Tu viens de publier un essai sur Orselsan aux éditions JC Lattès. Comment envisages-tu ce livre ? Comme un acte critique ? Comme un témoignage amoureux ?
Mon travail sur Orelsan est un dictionnaire amoureux, pour reprendre le nom de la collection Plon. J’ai voulu suivre une démarche libre d’interprétation, et effectuer une lecture vigilante d’une œuvre complexe et éminemment actuelle. Ce livre est à la fois un hommage, une plongée en eaux profondes mais aussi une tentative de restituer les enseignements d’un parolier hors normes.
Comme pour Damso, j’ai essayé de le lire patiemment, en amateur comme dirait Barthes, c’est-à-dire celui qui aime légèrement. J’ai tenté de mettre au jour ce qui se joue dans la discographie d’Orelsan, en enrichissant cette lecture de références littéraires, de touches philosophiques. Ainsi, je cite Char, Cioran, Jaccottet pour montrer que parfois, même si le langage est plus simple, même si la prose est moins travaillée, il peut y avoir une parenté dans les visées de l’écriture ou dans ses messages.
Après Damso, pourquoi avoir choisi la figure d’Orelsan ?
À chaque fois, c’est la passion qui me motive. Je fonctionne de manière assez affective. J’ai toujours été fasciné par Damso. J’aime sa musique, j’aime son univers. J’aime cette ambivalence constitutive chez lui entre la tendresse et la noirceur. On trouve dans ses textes une forme de douceur dans l’expression et de mélancolie hagarde qui se manifeste, malgré tout.
Orelsan possède une plume originale qui témoigne d’une sagesse oblique et d’une volonté de créer un rap à coups de marteaux, où la vérité se confond toujours avec son ombre.
Pour Orelsan, plusieurs choses m’ont vraiment convaincu. D’abord, c’est un rappeur qui a su toucher plusieurs générations. Cette forme de longévité est passionnante. C’est également un rappeur qui n’a pas eu peur d’évoluer. Il a su être sauvage et fougueux dans Perdu d’avance, puis plus polémique dans Le chant des sirènes, pour finalement élargir la portée de ses messages grâce aux enseignements du succès et à une forme de maturité.
Orelsan possède une plume originale qui témoigne d’une sagesse oblique et d’une volonté de créer un rap à coups de marteaux, où la vérité se confond toujours avec son ombre.
Pourquoi avoir choisi la forme de l’abécédaire ? Pour avoir paradoxalement une plus grande liberté que dans l’essai ?

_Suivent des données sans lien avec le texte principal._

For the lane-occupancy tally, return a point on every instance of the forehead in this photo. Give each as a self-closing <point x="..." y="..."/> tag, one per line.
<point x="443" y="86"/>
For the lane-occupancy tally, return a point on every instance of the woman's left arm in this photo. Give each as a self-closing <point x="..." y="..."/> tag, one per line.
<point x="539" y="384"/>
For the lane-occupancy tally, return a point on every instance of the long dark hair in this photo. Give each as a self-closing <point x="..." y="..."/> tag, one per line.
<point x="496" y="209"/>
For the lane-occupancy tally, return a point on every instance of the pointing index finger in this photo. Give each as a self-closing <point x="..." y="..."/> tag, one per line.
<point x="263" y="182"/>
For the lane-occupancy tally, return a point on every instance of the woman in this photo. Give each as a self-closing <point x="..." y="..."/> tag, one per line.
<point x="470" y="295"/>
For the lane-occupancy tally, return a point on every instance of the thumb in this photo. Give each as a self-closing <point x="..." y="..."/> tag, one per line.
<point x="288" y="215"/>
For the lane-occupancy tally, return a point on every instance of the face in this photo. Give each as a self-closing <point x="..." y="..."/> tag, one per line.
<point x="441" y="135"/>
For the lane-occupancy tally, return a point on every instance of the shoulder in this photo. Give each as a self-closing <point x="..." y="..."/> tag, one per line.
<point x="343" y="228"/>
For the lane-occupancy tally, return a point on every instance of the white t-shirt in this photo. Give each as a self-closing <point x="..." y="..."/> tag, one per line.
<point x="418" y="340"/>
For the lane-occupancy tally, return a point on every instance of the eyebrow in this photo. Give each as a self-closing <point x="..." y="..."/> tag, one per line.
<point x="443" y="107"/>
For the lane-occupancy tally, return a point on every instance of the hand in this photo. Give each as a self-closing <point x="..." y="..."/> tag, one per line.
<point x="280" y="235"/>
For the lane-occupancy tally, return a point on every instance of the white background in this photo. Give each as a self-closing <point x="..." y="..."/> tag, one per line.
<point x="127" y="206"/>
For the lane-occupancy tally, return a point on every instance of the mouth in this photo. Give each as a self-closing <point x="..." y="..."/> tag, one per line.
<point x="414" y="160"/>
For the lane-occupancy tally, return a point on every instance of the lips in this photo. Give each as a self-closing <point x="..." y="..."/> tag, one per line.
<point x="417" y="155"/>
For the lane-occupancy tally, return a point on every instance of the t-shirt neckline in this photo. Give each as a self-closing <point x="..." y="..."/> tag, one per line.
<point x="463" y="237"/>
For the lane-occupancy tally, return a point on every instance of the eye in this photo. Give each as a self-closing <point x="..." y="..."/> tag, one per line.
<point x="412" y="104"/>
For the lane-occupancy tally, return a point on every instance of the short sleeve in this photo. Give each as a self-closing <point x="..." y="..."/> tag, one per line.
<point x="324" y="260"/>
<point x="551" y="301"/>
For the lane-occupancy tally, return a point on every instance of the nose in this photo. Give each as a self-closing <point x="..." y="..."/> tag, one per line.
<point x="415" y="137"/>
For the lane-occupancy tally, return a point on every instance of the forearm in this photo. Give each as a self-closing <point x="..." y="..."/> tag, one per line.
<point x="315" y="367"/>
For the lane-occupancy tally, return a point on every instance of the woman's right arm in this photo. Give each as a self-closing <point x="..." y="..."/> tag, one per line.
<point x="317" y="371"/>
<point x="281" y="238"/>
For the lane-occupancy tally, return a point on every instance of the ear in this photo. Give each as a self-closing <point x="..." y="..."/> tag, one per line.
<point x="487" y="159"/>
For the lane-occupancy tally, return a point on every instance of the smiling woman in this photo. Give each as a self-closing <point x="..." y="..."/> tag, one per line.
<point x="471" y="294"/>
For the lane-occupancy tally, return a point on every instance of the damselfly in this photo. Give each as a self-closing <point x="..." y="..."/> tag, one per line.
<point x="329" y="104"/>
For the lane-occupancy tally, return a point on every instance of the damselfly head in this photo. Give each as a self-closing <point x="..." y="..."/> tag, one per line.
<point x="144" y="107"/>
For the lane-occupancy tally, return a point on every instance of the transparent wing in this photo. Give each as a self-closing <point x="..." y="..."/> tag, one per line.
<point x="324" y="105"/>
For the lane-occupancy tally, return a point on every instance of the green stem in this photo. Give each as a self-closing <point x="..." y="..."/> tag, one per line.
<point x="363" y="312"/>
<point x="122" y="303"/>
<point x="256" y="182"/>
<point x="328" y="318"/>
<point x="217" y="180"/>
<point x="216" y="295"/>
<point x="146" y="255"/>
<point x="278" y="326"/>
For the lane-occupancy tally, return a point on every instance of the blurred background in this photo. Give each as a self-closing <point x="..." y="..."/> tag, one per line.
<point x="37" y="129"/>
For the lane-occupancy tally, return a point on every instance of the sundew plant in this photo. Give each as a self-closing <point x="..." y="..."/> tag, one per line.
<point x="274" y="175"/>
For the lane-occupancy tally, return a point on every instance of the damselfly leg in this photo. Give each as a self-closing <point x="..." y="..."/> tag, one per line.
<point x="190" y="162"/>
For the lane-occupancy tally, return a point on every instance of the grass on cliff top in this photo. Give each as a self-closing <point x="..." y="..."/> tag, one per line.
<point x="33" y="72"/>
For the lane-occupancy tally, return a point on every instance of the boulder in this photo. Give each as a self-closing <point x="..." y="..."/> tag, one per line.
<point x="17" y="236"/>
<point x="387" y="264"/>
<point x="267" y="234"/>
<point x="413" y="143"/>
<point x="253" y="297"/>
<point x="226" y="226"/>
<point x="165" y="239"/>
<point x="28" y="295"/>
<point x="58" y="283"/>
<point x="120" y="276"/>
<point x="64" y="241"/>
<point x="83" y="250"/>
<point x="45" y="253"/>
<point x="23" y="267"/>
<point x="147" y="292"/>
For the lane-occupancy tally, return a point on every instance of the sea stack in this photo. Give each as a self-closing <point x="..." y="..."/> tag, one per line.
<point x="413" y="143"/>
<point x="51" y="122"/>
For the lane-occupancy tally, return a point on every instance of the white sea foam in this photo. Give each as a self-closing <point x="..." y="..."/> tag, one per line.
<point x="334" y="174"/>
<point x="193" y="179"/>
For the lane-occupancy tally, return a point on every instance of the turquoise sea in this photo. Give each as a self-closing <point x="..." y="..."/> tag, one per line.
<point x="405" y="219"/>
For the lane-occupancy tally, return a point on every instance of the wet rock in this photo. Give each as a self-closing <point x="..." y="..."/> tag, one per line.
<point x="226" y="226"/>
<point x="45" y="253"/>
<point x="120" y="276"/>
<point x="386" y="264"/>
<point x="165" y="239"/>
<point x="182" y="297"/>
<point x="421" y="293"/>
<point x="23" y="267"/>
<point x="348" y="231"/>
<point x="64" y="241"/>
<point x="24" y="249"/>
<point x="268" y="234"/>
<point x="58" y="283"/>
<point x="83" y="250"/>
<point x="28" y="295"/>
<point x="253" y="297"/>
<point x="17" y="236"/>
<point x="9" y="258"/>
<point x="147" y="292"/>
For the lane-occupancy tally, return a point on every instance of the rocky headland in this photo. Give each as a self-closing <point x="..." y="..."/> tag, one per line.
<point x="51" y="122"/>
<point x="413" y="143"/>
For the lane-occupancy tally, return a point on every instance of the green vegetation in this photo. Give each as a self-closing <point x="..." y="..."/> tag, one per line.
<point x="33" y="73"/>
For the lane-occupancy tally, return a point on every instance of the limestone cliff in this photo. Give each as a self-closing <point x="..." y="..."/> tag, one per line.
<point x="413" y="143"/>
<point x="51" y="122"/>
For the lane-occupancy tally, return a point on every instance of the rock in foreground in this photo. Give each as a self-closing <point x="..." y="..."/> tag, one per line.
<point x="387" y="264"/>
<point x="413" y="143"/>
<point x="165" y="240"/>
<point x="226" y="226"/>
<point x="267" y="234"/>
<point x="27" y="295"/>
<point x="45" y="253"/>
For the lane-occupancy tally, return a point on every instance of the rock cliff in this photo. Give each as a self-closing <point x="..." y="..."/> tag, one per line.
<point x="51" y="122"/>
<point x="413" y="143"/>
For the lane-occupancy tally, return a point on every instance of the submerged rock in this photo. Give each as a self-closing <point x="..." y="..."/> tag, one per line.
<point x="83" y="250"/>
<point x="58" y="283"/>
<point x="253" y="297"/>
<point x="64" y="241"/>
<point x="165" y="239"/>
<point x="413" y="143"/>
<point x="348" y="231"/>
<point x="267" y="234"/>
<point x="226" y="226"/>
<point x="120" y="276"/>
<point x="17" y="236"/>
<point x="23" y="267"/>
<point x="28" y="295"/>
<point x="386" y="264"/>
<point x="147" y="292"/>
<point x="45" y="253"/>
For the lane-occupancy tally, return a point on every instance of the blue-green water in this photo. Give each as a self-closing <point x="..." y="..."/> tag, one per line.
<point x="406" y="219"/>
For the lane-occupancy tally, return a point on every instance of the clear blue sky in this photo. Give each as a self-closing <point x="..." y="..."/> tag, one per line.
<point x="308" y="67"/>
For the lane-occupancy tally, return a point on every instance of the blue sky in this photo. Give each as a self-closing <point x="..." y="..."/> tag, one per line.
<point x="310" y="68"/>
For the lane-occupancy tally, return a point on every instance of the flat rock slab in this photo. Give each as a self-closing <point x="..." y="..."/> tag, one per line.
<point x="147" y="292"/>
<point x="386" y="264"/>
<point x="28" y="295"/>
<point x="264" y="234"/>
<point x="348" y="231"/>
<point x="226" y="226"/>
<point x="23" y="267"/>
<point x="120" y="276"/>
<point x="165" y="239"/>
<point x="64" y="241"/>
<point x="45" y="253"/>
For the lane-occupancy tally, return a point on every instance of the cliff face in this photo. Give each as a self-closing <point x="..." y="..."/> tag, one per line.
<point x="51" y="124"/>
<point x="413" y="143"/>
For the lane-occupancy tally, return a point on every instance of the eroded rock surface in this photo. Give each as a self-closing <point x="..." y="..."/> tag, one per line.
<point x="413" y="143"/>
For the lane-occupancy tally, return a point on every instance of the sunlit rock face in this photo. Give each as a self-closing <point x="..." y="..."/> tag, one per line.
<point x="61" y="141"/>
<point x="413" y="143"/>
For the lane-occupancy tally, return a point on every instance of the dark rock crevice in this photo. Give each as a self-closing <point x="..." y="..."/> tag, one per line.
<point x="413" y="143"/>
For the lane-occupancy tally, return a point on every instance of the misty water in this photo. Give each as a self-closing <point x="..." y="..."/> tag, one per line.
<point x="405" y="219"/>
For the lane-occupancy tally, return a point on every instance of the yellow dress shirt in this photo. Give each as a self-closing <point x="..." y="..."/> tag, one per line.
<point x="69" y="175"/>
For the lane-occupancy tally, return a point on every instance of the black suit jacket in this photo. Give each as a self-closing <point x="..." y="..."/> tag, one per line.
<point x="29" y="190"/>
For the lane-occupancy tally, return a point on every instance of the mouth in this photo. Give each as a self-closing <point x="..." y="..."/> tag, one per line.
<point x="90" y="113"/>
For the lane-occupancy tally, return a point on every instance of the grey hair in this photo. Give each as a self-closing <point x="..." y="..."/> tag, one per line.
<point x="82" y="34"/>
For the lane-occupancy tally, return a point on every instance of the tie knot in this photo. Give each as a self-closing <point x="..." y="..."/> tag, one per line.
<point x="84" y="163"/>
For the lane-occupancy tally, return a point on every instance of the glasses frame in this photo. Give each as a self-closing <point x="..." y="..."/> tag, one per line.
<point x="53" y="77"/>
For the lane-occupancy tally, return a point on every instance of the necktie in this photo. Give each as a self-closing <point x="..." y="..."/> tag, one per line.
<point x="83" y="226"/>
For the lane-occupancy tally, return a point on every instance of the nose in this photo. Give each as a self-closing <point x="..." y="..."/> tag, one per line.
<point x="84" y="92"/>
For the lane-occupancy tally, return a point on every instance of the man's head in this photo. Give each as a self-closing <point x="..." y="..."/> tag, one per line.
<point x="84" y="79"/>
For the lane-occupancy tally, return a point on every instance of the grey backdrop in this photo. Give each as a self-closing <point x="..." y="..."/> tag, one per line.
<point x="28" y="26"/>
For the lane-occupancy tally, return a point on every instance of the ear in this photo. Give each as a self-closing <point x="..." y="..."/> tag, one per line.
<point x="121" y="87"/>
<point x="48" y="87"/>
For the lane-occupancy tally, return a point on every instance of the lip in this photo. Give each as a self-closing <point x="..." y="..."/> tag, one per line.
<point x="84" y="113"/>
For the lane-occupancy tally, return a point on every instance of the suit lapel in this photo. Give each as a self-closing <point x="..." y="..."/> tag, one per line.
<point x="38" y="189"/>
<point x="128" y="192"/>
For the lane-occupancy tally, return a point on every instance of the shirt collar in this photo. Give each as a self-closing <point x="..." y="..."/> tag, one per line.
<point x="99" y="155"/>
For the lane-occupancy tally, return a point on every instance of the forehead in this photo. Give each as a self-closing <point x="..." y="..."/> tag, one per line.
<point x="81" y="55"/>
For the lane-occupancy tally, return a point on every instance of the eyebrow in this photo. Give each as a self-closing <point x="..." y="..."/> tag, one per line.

J’aime le fragment. Je n’aime pas les longueurs, les proses trop étendues et les lectures irrespirables. J’aime la discontinuité, le texte qui se brise et se morcèle. Par ailleurs, ce caractère discontinu rend la lecture de ce dictionnaire plus facile, surtout dans une époque marquée par une forme de fragilité de l’attention.
La forme du dictionnaire m’a offert une grande liberté de composition, d’agencement. Je crée mes réseaux de sens, j’avance par touches, par thèmes et je bâtis une mosaïque qui est mienne et qui rend bien compte de ce que je perçois. C’est une manière pour moi d’exprimer ma subjectivité : il y a beaucoup de moi dans ce dictionnaire critique. Je me situe dans une perspective à la fois objective et intime. En somme, ce dictionnaire, c’est une manière d’avancer par juxtaposition d’éclats, de petits poèmes en prose qui dialoguent entre eux.
Si on devait retenir un ou deux titres d’Orelsan, lesquels et pourquoi ?
J’ai découvert un titre absolument fascinant il y a quelques mois. C’est tout simplement le premier titre du premier album d’Orelsan “Étoiles invisibles”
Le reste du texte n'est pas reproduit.